Fue así que, en el nuevo
clima de post-guerra y en la confrontación con el marxismo, Sartre se esforzó
por reelaborar su existencialismo, enfatizando principalmente los aspectos
éticos y las implicancias intersubjetivas y políticas. El existencialismo se reformula como doctrina
humanista, en cuyo centro están el hombre y su libertad, pero además invoca el
compromiso militante en la sociedad y la lucha contra toda forma de opresión y
alienación.
Una doctrina así
estructurada debía servir como base para la construcción de una nueva fuerza
política, para la apertura de una “tercera vía” entre el partido católico y el
comunista. En particular, Sartre se
dirigía a la izquierda francesa, proponiendo su existencialismo no sólo como
filosofía anti-burguesa y revolucionaria, sino como filosofía de la libertad,
en contraposición al marxismo y su visión determinista, que anula al individuo
y a su especificidad. El marxismo, sobre
todo en su versión leninista, era considerado por Sartre como totalmente
carente de una visión coherente del hombre y de una teoría del sujeto
agente.
Es entonces con esta
intención que Sartre publicó, en el año 1946, El existencialismo es un
humanismo. Este ensayo es una versión
levemente modificada del texto integral de la conferencia que había dado un año
antes en el Club Maintenant en París.
La conferencia había tenido
el objetivo inmediato de responder a las acusaciones y a los malentendidos que
circulaban con respecto al existencialismo en los ambientes de derecha y de
izquierda. Los adversarios de derecha lo
calificaban como una doctrina del absurdo y de la nada; atea, materialista, que
mostraba los aspectos más crudos y sórdidos del ser humano, y en la cual las
relaciones interpersonales se configuraban como una tortura recíproca. Los adversarios de izquierda lo describían
como una teoría decadente, un típico producto del idealismo pequeño-burgués que
conducía al inmovilismo y a la resignación, y que, en su miope subjetivismo, no
tomaba en cuenta los verdaderos factores de opresión que actúan sobre el ser
humano real, o sea las diversas formas de dominio económico-social ejercidas
por la sociedad capitalista.
Después de estos
comentarios, necesarios para entender el cuadro filosófico-político en que
Sartre se movía, veamos cómo él mismo presenta y defiende la tesis de que el
existencialismo es un humanismo: «Trataré hoy de responder a todas estas
críticas dispares y es por ello que he titulado esta breve exposición “El
existencialismo es un humanismo”. Muchos
se maravillarán de que aquí se hable de humanismo. Veremos en qué sentido lo entendemos como
tal. En todo caso podemos ya decir que
entendemos por existencialismo una doctrina que hace posible la vida humana y
que, por otra parte, declara que toda verdad y toda acción implican tanto un
ambiente como una subjetividad humana».[2]
Y más adelante precisa:
«Nuestro punto de partida es, en efecto, la subjetividad del individuo, y esto
por razones estrictamente filosóficas... No puede haber, en principio, otra
verdad que ésta: yo pienso, por lo tanto soy.

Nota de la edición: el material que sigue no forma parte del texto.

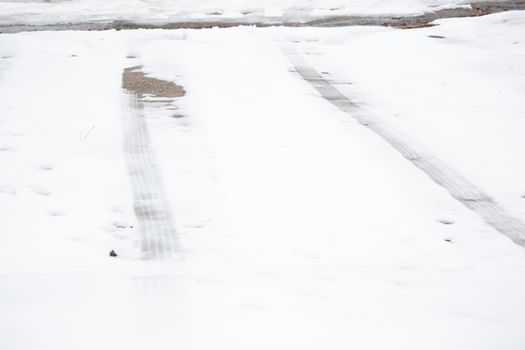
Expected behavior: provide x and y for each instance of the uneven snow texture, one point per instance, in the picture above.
(297, 227)
(64, 11)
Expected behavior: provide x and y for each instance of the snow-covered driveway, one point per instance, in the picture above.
(296, 227)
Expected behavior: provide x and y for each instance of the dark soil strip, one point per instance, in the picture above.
(477, 9)
(458, 187)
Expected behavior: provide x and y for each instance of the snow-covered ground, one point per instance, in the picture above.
(64, 11)
(296, 226)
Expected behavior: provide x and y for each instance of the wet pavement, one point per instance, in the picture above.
(476, 9)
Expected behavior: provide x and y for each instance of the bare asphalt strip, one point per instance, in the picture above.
(478, 8)
(458, 187)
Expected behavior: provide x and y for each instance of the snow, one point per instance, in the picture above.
(44, 12)
(296, 226)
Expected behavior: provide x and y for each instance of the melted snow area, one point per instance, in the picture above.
(249, 212)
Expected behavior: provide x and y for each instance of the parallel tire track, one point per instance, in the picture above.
(458, 187)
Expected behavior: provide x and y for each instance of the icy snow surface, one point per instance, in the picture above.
(297, 228)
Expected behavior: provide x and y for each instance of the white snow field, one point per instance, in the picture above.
(295, 226)
(65, 11)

Esta es la verdad absoluta de la conciencia que se aprehende a sí
misma. Toda teoría que considere al
hombre fuera del momento en el cual él se alcanza a sí mismo, es antes que
nada, una teoría que suprime la verdad, porque fuera del “cogito” cartesiano
todos los objetos son solamente probables; y una doctrina de probabilidad que
no esté sostenida por una verdad se hunde en la nada. Para describir lo probable es preciso poseer
lo verdadero. Entonces, para que exista
una verdad cualquiera, necesitamos una verdad absoluta; y ésta es simple, fácil
de lograr, puede ser entendida por todos y consiste en aprehenderse a sí mismo
sin intermediarios. Además, esta teoría
es la única que da una dignidad al hombre, es la única que no hace de él un
objeto».[3]
Pero a diferencia de lo que
ocurre en la filosofía cartesiana, para Sartre el yo pienso remite directamente
al mundo, a los otros seres humanos. Continúa Sartre: «De esta manera, el
hombre que se aprehende a sí mismo directamente con el “cógito” descubre
también a todos los demás, y los descubre como condición de su propia
existencia. Él cae en cuenta de que no
puede ser nada (en el sentido en que se dice que alguien es simpático, malo, o
celoso) si los otros no lo reconocen como tal.
Para obtener una verdad cualquiera sobre mí mismo es necesario que la
consiga a través del otro. El otro es
tan indispensable para mi existencia como para el conocimiento que yo tengo de
mí. En estas condiciones el
descubrimiento de mi intimidad me revela, al mismo tiempo, al otro como una
libertad colocada frente a mí, la cual piensa y quiere solamente para mí o
contra mí. Así descubrimos
inmediatamente un mundo que llamaremos la inter-subjetividad, y es en este
mundo que el hombre decide sobre lo que él es y sobre lo que los otros son».[4]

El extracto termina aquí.